Ser de IU es guay

Carlos G. Reigosa
Carlos G. Reigosa QUERIDO MUNDO

OPINIÓN

Creo que ser de IU en estos momentos tiene que ser muy guay. No pasa un día sin que esta coalición, desde su convencimiento de tener la exclusiva de la razón política, no lance una batería de denuestos contra sus rivales políticos (preferentemente el PP, definido en su día como «una asociación de malhechores sociales»). Pero esto no es lo relevante. Lo verdaderamente importante es que tienen una solución para todo, en particular para la actual crisis, considerada obra típica del maligno capitalismo salvaje.

Si se miran sus declaraciones de unos pocos días, se descubre el rastro de una alquimia política impoluta. Los Presupuestos Generales del Estado «son una declaración de guerra» y «requieren contestación en la calle». Los recortes son «una involución democrática», «resquebrajan» el Estado de bienestar y constituyen un «ataque» a los sindicatos. El PP quiere un modelo de Universidad «subyugado a los intereses empresariales», y la subida de las tasas universitarias va a generar «un desierto educativo». El FMI no debe seguir «dando consejos a España». «El gasto social es una inversión que genera empleo». Fernández Díaz es «el ministro de la porra», etcétera.

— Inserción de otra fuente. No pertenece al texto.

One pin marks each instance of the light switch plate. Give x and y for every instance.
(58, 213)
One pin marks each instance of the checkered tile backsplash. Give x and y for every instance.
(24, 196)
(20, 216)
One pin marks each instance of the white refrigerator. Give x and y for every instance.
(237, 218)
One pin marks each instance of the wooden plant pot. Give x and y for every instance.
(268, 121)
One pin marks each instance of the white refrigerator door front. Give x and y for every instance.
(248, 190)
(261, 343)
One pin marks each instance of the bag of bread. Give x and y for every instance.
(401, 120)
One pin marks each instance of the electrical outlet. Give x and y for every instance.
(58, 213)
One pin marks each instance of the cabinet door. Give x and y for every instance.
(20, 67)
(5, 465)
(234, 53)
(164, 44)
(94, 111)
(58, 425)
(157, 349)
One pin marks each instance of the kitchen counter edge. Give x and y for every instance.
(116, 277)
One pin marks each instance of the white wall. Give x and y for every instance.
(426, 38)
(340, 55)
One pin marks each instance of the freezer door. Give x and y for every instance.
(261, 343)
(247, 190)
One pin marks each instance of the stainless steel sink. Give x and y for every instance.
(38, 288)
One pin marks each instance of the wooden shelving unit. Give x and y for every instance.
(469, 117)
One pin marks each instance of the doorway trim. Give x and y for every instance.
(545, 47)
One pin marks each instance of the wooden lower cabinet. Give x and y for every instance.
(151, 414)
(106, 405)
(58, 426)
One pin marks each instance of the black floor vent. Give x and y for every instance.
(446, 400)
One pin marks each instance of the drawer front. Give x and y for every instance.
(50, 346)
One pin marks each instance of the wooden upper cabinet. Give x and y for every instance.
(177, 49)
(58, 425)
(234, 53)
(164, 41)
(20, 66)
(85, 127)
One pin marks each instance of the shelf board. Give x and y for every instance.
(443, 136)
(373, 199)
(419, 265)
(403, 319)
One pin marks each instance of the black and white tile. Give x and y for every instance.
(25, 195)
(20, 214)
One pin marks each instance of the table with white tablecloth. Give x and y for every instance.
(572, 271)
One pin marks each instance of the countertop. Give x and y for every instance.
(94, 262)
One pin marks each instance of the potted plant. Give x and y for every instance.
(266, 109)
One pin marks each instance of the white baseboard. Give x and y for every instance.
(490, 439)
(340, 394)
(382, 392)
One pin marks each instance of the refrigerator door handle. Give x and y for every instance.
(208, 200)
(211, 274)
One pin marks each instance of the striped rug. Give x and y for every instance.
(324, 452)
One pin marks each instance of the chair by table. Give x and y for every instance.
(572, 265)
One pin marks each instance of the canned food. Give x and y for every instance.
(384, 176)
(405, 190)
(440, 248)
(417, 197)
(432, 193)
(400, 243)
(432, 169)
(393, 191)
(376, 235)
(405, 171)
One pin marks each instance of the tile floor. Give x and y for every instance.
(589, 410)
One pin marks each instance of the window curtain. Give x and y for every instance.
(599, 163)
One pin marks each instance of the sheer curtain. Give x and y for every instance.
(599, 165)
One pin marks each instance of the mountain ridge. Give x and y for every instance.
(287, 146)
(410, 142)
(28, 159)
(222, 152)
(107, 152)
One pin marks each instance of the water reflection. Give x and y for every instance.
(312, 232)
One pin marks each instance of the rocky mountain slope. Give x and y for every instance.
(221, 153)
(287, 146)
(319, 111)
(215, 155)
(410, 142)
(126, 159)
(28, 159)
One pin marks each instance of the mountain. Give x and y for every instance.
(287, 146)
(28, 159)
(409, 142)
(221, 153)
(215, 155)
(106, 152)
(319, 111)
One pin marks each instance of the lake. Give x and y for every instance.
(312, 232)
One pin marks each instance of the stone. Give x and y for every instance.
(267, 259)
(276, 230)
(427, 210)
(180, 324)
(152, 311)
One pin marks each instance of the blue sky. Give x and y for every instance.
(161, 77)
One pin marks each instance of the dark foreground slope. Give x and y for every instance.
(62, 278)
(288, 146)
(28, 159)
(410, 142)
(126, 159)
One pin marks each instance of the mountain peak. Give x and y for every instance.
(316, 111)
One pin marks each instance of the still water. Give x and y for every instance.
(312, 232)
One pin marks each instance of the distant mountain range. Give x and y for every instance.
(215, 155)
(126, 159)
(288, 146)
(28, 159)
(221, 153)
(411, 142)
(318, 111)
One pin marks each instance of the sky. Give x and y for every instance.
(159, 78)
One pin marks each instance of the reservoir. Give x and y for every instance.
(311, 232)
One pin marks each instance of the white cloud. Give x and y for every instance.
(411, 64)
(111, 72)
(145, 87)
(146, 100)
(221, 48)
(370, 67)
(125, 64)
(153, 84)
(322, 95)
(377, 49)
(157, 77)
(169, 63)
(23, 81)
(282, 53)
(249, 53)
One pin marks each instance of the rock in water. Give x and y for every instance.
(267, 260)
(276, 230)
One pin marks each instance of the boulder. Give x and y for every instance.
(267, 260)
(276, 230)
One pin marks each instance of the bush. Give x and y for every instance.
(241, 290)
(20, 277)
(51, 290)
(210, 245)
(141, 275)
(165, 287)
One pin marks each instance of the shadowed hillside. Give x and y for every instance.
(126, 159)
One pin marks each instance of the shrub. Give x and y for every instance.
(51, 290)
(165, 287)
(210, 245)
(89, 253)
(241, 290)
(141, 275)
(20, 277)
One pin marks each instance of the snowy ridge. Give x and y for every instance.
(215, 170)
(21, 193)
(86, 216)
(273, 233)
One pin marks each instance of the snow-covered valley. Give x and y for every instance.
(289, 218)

También pidieron «a todos los ciudadanos» que secundasen las manifestaciones estudiantiles, criticaron el cierre de guarderías infantiles, se sumaron al Día de la Visibilidad Lésbica y condenaron sin paliativos las políticas de austeridad impuestas por el PP porque solo crean paro o trabajo precario. He mirado unos días muy anteriores al reciente asalto a un supermercado en Marinaleda (Sevilla) y me salió esta riada de posiciones firmes. ¿Se equivocan en todo? No he dicho que sea así, ni he querido sugerirlo, porque considero su criterio político igual de respetable que el de sus adversarios. Pero me asombra esa ausencia de duda que cimenta sus afirmaciones. Es como una losa que los separa del mundo de los mortales que se pueden equivocar y que de hecho nos equivocamos. ¿Tienen siempre razón? ¿Son intocables y no se les puede criticar? ¿Es lo que quieren que creamos? Desde luego, sí que debe ser guay sentirse en posesión de la verdad, mientras la incertidumbre sacude a las demás fuerzas políticas.